Hysterectomy, general anaesthetic, followed by chemotherapy/radiotherapy with subsequent nausea, possible pain and hair loss. At 85 and with mild dementia as well as her disabilities I found that no one was keen on this option. Indeed it might shorten her life.

The other option was hormone tablets which would stop her bleeding and slow down the progress of the tumours. It’s not a cure but we’ve gone for that in the hope she gets a few more years with some quality of life.

I hope not to have to face such a choice again.
 

Harriet123

New member
Jan 17, 2021
7
0
@marionq thank you so much for sharing your experience, that really is very helpful.

An update on Mum’s situation, I took her for the CT scan and was able to be with her the whole time. It was difficult but manageable. The CT scan shows a large mass in the womb, but fortunately no spread.

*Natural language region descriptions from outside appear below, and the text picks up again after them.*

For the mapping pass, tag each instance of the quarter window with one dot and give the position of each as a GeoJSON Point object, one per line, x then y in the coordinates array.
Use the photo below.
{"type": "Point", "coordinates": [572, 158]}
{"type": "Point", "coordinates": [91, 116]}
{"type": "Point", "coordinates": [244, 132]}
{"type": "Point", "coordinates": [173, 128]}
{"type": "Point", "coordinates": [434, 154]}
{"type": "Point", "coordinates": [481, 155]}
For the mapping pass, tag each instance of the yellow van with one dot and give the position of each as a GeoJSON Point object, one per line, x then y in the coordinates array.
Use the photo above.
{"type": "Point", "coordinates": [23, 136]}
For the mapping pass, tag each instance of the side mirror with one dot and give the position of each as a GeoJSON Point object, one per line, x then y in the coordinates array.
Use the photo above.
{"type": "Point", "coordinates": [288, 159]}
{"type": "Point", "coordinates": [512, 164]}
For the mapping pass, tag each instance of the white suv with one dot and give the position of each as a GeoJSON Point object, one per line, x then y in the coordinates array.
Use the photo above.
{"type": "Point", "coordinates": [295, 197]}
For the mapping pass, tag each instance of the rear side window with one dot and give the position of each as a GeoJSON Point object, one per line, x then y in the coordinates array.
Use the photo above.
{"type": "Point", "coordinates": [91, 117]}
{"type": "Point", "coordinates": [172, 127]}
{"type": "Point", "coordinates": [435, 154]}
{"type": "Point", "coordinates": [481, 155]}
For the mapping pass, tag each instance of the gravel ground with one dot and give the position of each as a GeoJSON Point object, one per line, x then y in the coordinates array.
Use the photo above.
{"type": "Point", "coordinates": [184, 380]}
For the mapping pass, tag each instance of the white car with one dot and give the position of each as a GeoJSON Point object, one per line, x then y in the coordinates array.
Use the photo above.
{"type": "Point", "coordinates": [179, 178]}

On Friday we went to the hospital for the sedated biopsy. It was a truly horrendous day. I could see that Mum was anxious and distressed, but my presence kept her calm. I asked many questions about the impact of anaesthetic on dementia and they suggested doing the procedure with an injection. When Mum went into the operating theatre I was not with her and Mum refused to let anything happen to her whatsoever. (After the injection failed they were going to try sedation). I should have been with her, I should never have let her go in without me. But now on reflection I feel that Mum was finally having her say by refusing the procedure. Maybe if I had been with her I could have persuaded her, but what then, would her dementia have got worse?
My Mum cannot cope with being in a hospital, and I think we are at a place where it is right to say no more procedures. We wouldn’t go ahead with aggressive treatments anyway, so why put Mum through the distress of a sedated biopsy. I will discuss with Mum’s GP, consultant and a very kind Admiral Nurse and agree a way forward.
Thank you all for your shared advice and experiences.
 

Duggies-girl

Registered User
Sep 6, 2017
2,915
0
@Harriet123 I agree, if your mum can't cope with further investigations then now is the time to stop. I was lucky with dad because he was very compliant but if he had ever said no, then no it would have been.
I wish you and your mum well.
 

imthedaughter

Registered User
Apr 3, 2019
693
0
It sounds like you had the right instinct. My nan had a hysterectomy 18 months ago, coincidentally at the same time I moved dad into the care home, but she has no dementia and was able to decide. She coped remarkably well even though she had a reaction to the biopsy sedation, and they also did radiation afterwards which she could have refused, and I wouldn't have blamed her. But if your mum was refusing an injection for the biopsy, the hysterectomy would have been a whole ordeal.
My dad (who has dementia) is deeply afraid of operations amd I can't think of any I would agree too. They kindly offered brain surgery to remove some clots before but dad was terrified at the idea and refused, and we agreed to let it be.